Wer zum achten Geburtstag ’ne schwarze Rille Rüdes vom ältesten Bruder erhielt, sollte nicht davon ausgehen, nach diesem prägenden Donner durch AC/DCs „Let There Be Rock“ später allen Ernstes beim Mahavishnu Orchestra und Miles Davis zu landen. Den inneren Schweinehund, dessen grunzendes Bellen den Jazz als knödeliges Gefuddel abservierte, habe ich im Laufe der Jahre aber gezähmt, mehr noch: Ich öffnete mein Herz grundsätzlich für die Musik – und finde sie einfach nur unabhängig vom Genre entweder schlecht, so lala, gut oder genial. Auf Sarah Vaughan trifft genial zu.

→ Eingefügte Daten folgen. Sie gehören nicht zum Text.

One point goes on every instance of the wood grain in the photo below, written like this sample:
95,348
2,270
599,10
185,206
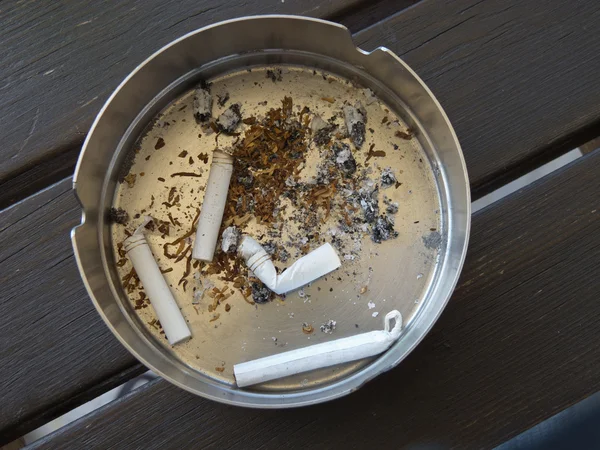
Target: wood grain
55,352
516,344
50,93
518,79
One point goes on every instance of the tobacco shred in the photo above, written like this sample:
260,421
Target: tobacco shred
185,174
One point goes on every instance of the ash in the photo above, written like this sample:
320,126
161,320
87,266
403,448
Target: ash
369,204
433,240
388,179
383,229
328,326
260,293
202,104
356,118
230,239
392,208
344,158
275,75
230,119
118,215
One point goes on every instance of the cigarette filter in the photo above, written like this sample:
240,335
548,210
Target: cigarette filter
156,287
321,355
213,206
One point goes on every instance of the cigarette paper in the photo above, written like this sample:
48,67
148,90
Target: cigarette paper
321,355
317,263
156,288
213,206
356,117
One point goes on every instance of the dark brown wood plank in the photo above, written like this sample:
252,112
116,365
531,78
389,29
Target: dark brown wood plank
61,60
55,352
518,79
516,344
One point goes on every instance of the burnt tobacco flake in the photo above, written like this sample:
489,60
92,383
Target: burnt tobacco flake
118,215
356,118
260,293
274,75
202,104
383,229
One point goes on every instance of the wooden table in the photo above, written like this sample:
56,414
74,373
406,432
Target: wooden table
520,81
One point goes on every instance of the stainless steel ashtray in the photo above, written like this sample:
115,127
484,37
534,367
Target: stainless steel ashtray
258,62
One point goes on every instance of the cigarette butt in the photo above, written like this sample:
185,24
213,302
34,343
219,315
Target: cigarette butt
314,265
213,206
156,288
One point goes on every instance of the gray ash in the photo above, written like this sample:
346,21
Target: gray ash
221,100
127,164
246,179
270,247
230,239
202,104
392,208
356,118
383,229
369,204
260,293
230,119
388,179
321,130
283,255
344,158
274,75
118,215
433,240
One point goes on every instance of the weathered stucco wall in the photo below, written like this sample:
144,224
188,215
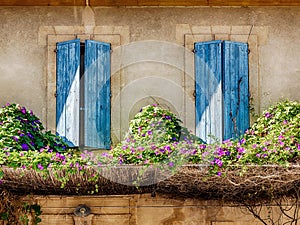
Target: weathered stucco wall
29,34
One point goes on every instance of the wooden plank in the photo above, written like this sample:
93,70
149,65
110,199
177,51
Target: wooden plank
104,210
235,89
67,90
56,219
42,2
208,74
150,2
97,95
70,202
111,219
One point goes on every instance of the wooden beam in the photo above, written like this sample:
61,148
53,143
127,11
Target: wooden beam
194,2
42,2
112,3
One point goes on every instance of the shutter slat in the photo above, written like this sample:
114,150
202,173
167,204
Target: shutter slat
97,95
236,90
208,68
67,91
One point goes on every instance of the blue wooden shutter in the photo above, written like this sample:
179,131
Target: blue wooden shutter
235,89
208,74
97,95
67,90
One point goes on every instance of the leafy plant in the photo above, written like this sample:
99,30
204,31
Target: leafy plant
21,130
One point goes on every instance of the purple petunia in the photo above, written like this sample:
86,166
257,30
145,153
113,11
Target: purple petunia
23,110
16,139
171,164
40,167
24,147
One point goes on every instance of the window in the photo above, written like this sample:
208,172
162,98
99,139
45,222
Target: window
222,90
83,93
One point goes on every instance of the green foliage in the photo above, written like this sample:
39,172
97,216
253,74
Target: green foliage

Hits wie „Make yourself comfortable“ und „Broken hearted melody“ mögen diese, meine Annahme bestätigen, jedoch das riesige Potenzial wahrhaftig begnadeter Künstler aus der Eins-mit-Sternchen-Kategorie immer auch dort zum Vorschein kommt, wo sie einer vertrauten Melodie mit ihrem Zutun neues Terrain ebnen. Herrje, wie viele Krücken irrten schon dermaßen unterkühlt durch Gershwins „Summertime“, dass man glaubte, im Herzen dieses voller Blütenrausch und Rosé-Sekt-Laune gefüllten kompositorischen Kunstwerks die nächste Eiszeit auszumachen! Nun ist festzustellen: Sarah Vaughan, Jahrgang 1924, war gemessen daran, dass „Summertime“ der meistgecoverte Song weltweit ist, eine der ersten, die das 1933 fertiggestellte Werk singen durfte – und hat deshalb wahrscheinlich die schlimmsten Dilettanten nicht ertragen müssen.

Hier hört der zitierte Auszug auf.